Ziarah Ke Makam Syekh Baginda Ali di Desa Baginda Sumedang Selatan

Masuknya tradisi Mataram ke Sumedang adalah berkat upaya Pangeran Angka Wijaya atau Prabu Geusan Ulun seorang Raja Sumedang yang banyak belajar keagamaan dan ketatanegaraan di Kerajaan Pajang , kemudian menyebarkannya agamanya itu melalui tiga orang bekas Senapati di jaman Pangeran Santri  dan Ratu Inten Dewata atau Ratu Satyasih, yaitu Sutra Bandera dan Sutra Umbar  dan saudaranya yaitu Suma Sejati atau Sastra Manggala. Ketiga tokoh tersebut dimakamkan di Makam Sagara manik dan Makam Tajur  Desa Cipancar Kabupaten Sumedang

Sumedang memiliki sejumlah kekayaan budaya yang sangat kompleks. Bukan hanya dalam aspek-aspek seni dan budaya termasuk teknologi, tapi juga yang berkait erat dengan beberapa karakter dan pola pandangan hidup. Banyaknya larangan-larangan adat berupa kabuyutan dan pamali dibeberapa tempat, masih menunjukkan kekhasan sekaligus keganjilan di tengah-tengah kehidupan modern dan corak warna Islam yang cukup berkembang di wilayah ini.
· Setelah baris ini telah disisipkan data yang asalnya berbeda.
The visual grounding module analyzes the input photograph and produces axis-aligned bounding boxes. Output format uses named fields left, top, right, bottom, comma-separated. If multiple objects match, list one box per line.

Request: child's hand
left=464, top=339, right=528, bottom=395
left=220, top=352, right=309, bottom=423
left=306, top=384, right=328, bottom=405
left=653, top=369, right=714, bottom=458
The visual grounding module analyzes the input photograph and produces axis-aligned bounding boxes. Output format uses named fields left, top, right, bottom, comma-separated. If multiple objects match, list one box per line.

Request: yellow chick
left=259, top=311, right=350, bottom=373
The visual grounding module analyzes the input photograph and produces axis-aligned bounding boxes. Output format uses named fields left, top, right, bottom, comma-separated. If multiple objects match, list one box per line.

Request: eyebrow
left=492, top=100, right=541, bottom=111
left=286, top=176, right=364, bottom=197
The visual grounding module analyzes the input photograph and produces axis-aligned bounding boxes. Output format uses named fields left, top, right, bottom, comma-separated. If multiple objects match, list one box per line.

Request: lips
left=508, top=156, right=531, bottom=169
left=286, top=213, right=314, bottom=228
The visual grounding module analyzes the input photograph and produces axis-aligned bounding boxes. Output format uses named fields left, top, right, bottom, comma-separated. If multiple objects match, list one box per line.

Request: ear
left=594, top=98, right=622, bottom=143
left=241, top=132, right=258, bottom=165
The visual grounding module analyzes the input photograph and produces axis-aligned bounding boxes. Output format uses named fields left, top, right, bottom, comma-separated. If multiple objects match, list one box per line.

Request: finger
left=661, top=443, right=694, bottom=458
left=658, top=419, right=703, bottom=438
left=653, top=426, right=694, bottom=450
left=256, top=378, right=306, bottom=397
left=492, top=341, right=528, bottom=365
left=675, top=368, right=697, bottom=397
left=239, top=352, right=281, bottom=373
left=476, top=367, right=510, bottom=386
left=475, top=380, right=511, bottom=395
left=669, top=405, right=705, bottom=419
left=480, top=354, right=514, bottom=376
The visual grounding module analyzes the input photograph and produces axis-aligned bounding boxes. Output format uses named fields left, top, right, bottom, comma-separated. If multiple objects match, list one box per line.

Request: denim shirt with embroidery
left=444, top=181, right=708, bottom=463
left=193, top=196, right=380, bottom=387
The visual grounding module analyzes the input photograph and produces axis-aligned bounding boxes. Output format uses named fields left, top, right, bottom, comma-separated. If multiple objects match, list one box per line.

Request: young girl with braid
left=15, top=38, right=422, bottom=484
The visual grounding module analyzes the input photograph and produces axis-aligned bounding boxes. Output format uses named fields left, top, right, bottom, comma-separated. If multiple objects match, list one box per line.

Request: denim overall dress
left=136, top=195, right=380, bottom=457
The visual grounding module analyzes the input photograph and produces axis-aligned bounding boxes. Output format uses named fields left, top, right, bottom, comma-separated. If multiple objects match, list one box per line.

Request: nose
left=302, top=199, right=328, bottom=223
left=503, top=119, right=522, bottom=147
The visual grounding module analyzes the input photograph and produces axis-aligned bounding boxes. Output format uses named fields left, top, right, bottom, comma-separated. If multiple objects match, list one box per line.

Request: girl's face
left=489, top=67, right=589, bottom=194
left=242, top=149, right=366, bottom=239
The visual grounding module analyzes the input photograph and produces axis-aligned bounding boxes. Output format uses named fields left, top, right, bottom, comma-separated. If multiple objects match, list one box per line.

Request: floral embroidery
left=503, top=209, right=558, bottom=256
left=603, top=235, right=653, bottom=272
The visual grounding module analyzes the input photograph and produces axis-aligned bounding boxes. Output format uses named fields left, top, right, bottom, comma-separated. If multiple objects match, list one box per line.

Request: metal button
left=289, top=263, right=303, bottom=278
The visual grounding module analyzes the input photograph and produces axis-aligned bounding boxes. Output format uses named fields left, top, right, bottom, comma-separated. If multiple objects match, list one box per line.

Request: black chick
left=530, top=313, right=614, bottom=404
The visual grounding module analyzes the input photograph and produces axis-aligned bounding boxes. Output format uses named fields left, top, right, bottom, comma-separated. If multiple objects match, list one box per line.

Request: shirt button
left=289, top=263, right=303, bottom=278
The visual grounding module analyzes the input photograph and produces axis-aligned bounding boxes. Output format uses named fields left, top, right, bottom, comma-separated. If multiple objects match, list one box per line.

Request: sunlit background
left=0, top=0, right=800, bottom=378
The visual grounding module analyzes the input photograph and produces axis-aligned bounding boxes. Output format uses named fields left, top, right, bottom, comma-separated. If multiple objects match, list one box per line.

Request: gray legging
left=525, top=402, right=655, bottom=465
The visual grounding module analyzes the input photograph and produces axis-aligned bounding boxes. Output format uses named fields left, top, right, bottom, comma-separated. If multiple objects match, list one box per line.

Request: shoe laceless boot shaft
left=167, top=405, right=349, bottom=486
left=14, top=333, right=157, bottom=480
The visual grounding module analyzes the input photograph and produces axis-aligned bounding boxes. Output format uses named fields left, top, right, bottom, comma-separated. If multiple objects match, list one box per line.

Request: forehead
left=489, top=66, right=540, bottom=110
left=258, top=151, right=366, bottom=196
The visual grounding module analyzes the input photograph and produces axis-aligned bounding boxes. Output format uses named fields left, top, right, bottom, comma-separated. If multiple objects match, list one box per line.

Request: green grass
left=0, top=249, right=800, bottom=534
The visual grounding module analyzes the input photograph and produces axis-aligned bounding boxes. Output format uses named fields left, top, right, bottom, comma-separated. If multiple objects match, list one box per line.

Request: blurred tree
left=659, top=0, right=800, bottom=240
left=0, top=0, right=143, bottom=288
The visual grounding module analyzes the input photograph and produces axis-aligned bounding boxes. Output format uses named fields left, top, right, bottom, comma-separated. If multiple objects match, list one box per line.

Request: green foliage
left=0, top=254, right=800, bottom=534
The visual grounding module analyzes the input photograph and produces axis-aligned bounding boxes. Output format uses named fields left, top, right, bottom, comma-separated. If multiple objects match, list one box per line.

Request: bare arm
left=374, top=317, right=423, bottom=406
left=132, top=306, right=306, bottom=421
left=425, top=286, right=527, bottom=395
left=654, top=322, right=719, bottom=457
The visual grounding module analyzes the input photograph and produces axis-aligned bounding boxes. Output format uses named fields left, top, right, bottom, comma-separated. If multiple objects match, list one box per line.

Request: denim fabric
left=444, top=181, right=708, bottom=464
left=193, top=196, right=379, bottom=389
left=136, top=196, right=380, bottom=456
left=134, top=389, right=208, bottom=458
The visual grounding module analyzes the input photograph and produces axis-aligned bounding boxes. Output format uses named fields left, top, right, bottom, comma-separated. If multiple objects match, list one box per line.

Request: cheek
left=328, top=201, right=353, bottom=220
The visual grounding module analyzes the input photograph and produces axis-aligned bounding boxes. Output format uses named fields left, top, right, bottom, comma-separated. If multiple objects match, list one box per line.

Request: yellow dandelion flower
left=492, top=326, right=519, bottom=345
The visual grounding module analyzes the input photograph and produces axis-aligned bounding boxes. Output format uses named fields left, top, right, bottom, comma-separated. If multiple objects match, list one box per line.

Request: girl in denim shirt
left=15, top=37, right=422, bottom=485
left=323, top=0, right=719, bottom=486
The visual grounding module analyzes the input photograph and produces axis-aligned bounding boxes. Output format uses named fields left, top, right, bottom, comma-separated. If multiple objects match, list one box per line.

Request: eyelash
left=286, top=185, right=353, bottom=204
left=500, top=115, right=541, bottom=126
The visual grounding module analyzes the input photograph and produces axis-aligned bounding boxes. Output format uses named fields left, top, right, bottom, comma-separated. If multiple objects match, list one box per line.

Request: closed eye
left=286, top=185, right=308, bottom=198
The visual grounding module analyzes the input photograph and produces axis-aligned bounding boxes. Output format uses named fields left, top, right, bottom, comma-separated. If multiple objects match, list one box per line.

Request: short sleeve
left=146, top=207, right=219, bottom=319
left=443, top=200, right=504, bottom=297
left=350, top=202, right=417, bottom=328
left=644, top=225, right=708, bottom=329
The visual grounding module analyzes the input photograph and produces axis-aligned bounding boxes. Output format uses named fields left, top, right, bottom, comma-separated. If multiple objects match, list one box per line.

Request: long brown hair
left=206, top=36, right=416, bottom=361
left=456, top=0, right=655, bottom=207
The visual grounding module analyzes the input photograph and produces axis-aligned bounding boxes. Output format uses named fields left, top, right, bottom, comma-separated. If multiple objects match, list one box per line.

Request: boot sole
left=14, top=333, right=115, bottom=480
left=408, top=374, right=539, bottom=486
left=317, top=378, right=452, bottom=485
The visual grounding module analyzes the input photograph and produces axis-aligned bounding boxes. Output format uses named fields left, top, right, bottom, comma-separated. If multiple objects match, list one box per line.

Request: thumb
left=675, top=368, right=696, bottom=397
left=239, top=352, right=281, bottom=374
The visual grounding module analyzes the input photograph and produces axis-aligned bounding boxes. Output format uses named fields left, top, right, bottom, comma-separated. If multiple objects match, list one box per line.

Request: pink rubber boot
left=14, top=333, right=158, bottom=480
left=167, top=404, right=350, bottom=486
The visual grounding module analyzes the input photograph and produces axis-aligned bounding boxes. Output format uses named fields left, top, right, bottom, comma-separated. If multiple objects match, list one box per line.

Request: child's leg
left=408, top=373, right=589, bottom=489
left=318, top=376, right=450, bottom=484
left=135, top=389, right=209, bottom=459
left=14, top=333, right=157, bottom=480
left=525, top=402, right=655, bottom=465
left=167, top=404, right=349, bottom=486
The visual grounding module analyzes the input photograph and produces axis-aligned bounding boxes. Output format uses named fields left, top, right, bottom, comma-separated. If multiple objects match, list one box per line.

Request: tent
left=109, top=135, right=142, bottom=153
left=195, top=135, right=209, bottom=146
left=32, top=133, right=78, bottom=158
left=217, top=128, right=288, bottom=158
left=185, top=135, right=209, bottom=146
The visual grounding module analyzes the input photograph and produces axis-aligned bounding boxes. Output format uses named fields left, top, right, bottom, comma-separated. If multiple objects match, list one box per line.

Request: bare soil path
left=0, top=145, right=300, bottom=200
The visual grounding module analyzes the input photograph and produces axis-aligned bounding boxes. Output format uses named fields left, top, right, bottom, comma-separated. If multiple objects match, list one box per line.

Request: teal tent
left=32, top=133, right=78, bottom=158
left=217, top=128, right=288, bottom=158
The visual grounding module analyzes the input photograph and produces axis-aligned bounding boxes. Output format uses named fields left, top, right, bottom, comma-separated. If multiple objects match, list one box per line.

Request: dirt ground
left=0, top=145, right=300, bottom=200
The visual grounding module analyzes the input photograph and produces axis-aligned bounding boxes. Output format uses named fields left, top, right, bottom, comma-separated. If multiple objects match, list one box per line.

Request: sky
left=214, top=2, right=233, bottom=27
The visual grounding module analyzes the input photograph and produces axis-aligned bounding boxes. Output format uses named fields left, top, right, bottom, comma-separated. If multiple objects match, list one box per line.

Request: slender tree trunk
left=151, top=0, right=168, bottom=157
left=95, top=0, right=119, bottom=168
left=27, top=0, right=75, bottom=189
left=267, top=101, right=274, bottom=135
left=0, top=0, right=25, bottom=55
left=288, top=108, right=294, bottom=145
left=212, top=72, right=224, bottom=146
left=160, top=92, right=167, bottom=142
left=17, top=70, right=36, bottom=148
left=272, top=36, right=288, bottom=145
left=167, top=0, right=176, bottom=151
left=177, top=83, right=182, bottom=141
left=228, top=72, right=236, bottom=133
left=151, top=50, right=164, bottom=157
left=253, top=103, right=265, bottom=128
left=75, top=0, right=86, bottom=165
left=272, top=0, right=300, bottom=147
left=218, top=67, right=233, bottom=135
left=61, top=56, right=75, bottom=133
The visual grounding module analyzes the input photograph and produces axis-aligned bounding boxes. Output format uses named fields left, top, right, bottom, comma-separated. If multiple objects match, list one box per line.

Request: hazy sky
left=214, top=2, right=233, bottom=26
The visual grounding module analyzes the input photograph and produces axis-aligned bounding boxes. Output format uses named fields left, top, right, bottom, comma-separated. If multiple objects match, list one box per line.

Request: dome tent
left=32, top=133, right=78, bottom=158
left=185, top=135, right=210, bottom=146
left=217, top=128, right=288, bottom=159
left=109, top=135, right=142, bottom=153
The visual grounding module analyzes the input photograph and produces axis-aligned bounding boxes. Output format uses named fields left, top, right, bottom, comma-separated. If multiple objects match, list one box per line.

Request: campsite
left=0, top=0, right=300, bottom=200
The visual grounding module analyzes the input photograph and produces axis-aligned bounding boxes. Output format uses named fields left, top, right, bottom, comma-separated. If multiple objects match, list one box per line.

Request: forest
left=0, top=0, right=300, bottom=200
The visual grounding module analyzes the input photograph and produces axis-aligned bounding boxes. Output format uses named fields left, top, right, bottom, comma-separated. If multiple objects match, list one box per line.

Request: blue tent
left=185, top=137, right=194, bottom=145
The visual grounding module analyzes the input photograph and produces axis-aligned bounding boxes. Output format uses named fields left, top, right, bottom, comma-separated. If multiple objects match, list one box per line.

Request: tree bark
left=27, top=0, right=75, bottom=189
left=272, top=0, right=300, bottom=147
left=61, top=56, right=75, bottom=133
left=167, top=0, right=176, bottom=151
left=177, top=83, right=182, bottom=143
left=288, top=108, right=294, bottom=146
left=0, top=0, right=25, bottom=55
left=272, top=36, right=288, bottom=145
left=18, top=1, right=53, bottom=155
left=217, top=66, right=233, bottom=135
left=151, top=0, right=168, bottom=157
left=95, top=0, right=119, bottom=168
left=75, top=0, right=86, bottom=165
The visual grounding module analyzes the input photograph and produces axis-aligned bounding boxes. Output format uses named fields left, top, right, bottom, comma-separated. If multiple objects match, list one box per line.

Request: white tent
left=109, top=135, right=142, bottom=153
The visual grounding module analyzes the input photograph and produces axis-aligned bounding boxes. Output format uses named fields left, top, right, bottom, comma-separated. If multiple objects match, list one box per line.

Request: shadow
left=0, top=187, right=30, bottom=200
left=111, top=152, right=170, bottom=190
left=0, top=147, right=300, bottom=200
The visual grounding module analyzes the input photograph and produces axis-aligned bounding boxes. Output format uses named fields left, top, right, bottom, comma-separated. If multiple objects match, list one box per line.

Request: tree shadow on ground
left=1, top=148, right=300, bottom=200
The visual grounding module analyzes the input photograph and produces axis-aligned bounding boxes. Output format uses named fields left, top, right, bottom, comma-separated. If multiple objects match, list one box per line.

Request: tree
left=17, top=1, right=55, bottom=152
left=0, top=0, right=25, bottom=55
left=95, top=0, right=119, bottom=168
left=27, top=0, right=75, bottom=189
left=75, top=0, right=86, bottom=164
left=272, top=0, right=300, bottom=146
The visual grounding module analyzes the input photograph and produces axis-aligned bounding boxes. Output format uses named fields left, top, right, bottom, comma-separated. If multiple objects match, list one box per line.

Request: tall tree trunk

Desa Baginda dan Cipancar yang berjarak sekitar 9 km dari pusat kekuasaan atau kota Sumedang, memiliki nilai-nilai strategis bagi pendalaman dan pengukuhan nilai-nilai adat. Nampaknya di kedua desa ini, Cipancar dan Baginda, tokoh-tokoh ini menyebarluaskan paham tarekah yang diakumulasi dengan kepercayaan Sunda dengan cara mengukuhkannya dengan nilai-nilai adat pamali yang berfungsi bukan hanya sebagai ikatan simbol komunitas, namun juga nampaknya sebagai simbol uji loyalitas atau kesetiaan masyarakat setempat. 

Hal ini terlihat kelak dari sekian jumlah mayoritas masyarakatnya yang berpendidikan, memiliki profesi pekerjaan yang cukup serta memiliki hubungan dengan dunia luar yang cukup terbuka, adat kepercayaan terhadap mitos dan legenda keberadaan dan kebesaran nenek moyangnya tetap saja tidak pernah tergoyahkan, walau dengan paham keagamaan yang rasional sekalipun. Bahkan beberapa ajaran agama Islam telah dilegitimasi untuk memperkukuh kekuatan terhadap paham adat setempat.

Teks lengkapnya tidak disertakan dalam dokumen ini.